9. Le caractère vraisemblable de l'atteinte alléguée dépend, d'une part, de l'apparente validité du titre sur lequel se fonde l'action et, d'autre part, de la vraisemblance de la contrefaçon alléguée.

10. Selon l'article L. 715-6 (auparavant L. 715-1) du code de la propriété intellectuelle, "Une marque collective est une marque ainsi désignée lors de son dépôt et propre à distinguer les produits ou les services des personnes autorisées à l'utiliser en vertu de son règlement d'usage." L'article L. 715-7 du même code prévoit que "Peut déposer une marque collective toute association ou tout groupement doté de la personnalité morale représentant des fabricants, des producteurs, des prestataires de services ou des commerçants, ainsi que toute personne morale de droit public.
Le dépôt d'une demande d'enregistrement de marque collective est accompagné d'un règlement d'usage. Toute modification ultérieure du règlement d'usage est portée à la connaissance de l'Institut national de la propriété industrielle."

11. Aux termes de l'article L.716-4 du code de la propriété intellectuelle, l'atteinte portée au droit du titulaire de la marque constitue une contrefaçon engageant la responsabilité civile de son auteur. Constitue une atteinte aux droits attachés à la marque la violation des interdictions prévues aux articles L. 713-2 à L. 713-3-3 et au deuxième alinéa de l'article L. 713-4. L'article L.713-2 du code de la propriété intellectuelle dispose qu'est interdit, sauf autorisation du titulaire de la marque, l'usage dans la vie des affaires pour des produits ou des services:
1o D'un signe identique à la marque et utilisé pour des produits ou des services identiques à ceux pour lesquels la marque est enregistrée;
2o D'un signe identique ou similaire à la marque et utilisé pour des produits ou des services identiques ou similaires à ceux pour lesquels la marque est enregistrée, s'il existe, dans l'esprit du public, un risque de confusion incluant le risque d'association du signe avec la marque.

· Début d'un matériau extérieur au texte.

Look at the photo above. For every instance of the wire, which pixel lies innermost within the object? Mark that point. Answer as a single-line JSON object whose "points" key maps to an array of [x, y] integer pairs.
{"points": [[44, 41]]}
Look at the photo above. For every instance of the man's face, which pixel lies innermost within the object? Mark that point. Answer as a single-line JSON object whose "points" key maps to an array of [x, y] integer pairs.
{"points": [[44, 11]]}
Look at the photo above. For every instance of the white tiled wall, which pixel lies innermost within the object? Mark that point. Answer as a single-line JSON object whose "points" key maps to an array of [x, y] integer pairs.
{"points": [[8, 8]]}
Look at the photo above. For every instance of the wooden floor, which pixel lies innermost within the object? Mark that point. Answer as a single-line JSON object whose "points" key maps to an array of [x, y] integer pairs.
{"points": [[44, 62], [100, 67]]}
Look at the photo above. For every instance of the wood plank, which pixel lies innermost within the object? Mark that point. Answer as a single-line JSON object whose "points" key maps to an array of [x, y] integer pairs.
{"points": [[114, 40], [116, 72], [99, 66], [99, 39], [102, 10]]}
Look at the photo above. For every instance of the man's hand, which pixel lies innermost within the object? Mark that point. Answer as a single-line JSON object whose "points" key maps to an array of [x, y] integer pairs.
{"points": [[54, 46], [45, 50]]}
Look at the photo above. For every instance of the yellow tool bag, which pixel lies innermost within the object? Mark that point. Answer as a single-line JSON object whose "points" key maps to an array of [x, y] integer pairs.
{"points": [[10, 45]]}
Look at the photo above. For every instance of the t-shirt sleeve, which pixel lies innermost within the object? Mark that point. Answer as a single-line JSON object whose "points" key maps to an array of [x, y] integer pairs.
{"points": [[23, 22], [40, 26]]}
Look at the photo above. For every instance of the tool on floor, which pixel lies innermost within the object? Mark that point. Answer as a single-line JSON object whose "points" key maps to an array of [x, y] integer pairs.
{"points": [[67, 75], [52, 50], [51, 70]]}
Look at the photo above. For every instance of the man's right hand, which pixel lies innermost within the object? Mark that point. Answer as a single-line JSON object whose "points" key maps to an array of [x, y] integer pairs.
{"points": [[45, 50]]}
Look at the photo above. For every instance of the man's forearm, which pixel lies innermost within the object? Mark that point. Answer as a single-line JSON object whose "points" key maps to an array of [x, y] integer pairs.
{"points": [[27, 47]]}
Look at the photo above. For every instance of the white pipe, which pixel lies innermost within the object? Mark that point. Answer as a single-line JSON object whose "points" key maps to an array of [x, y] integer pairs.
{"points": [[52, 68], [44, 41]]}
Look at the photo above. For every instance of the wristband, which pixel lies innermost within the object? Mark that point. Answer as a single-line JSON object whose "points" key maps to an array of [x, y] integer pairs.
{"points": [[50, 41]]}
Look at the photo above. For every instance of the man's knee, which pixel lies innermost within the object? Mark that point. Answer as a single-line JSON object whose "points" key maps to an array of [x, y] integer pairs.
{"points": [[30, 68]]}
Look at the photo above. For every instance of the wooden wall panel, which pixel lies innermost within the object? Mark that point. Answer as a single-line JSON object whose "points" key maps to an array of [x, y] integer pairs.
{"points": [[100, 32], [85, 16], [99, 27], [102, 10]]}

12. L'expression « usage dans la vie des affaires », qui figure dans la disposition précitée, implique que les droits exclusifs conférés par une marque ne peuvent en principe être invoqués par le titulaire de cette marque que vis-à-vis des opérateurs économiques et, en conséquence, que dans le contexte d'une activité commerciale (CJUE, 12 juillet 2011, C-324/09, L'Oréal e.a., point 54 ; CJUE, 30 avril 2020, C-772/18, A c/ B, point 23). Toutefois, si les opérations effectuées dépassent, en raison de leur volume, de leur fréquence ou d'autres caractéristiques, la sphère d'une activité privée, celui qui les accomplit se place dans le cadre de la vie des affaires (CJUE, 12 juillet 2011, L'Oréal e.a., C-324/09, point 55 ; CJUE, 30 avril 2020, C-772/18, A c/ B, point 23).

13. L'association QUALIFELEC justifie ici de ses droits sur la marque collective française no1609713, par la production du certificat d'enregistrement de la marque délivré par l'INPI et ses déclarations de renouvellement effectuées les 8 octobre 2009 et 13 février 2020. Cette marque désigne de nombreux produits et services en rapport avec les travaux électriques du bâtiment et en particulier ceux relatifs aux conduits et raccordements électriques. Sont également produites les "Règles de fonctionnement" relatives à la marque collective "QE Qualifelec".

14. Aucun moyen n'est opposé en défense de nature à caractériser que la marque opposée, qui est en vigueur, ne serait manifestement pas valable.

15. Il est en outre constaté que la société MD Fibre a transmis à l'association Avere France, aux fins de remboursement à ses clients d'une part des travaux qu'elle réalise au moyen du versement d'une prime, un courriel, un certificat de qualification ainsi qu'une facture (pièces Qualifelec no3, 4, 6 et 7), reproduisant tous à l'identique la marque "QE Qualifelec" et ce, pour désigner les services d'installations électriques (en particulier les services d'infrasctructures de recharge des véhicules électriques IRVE), alors que cette société ne bénéficie d'aucune certification.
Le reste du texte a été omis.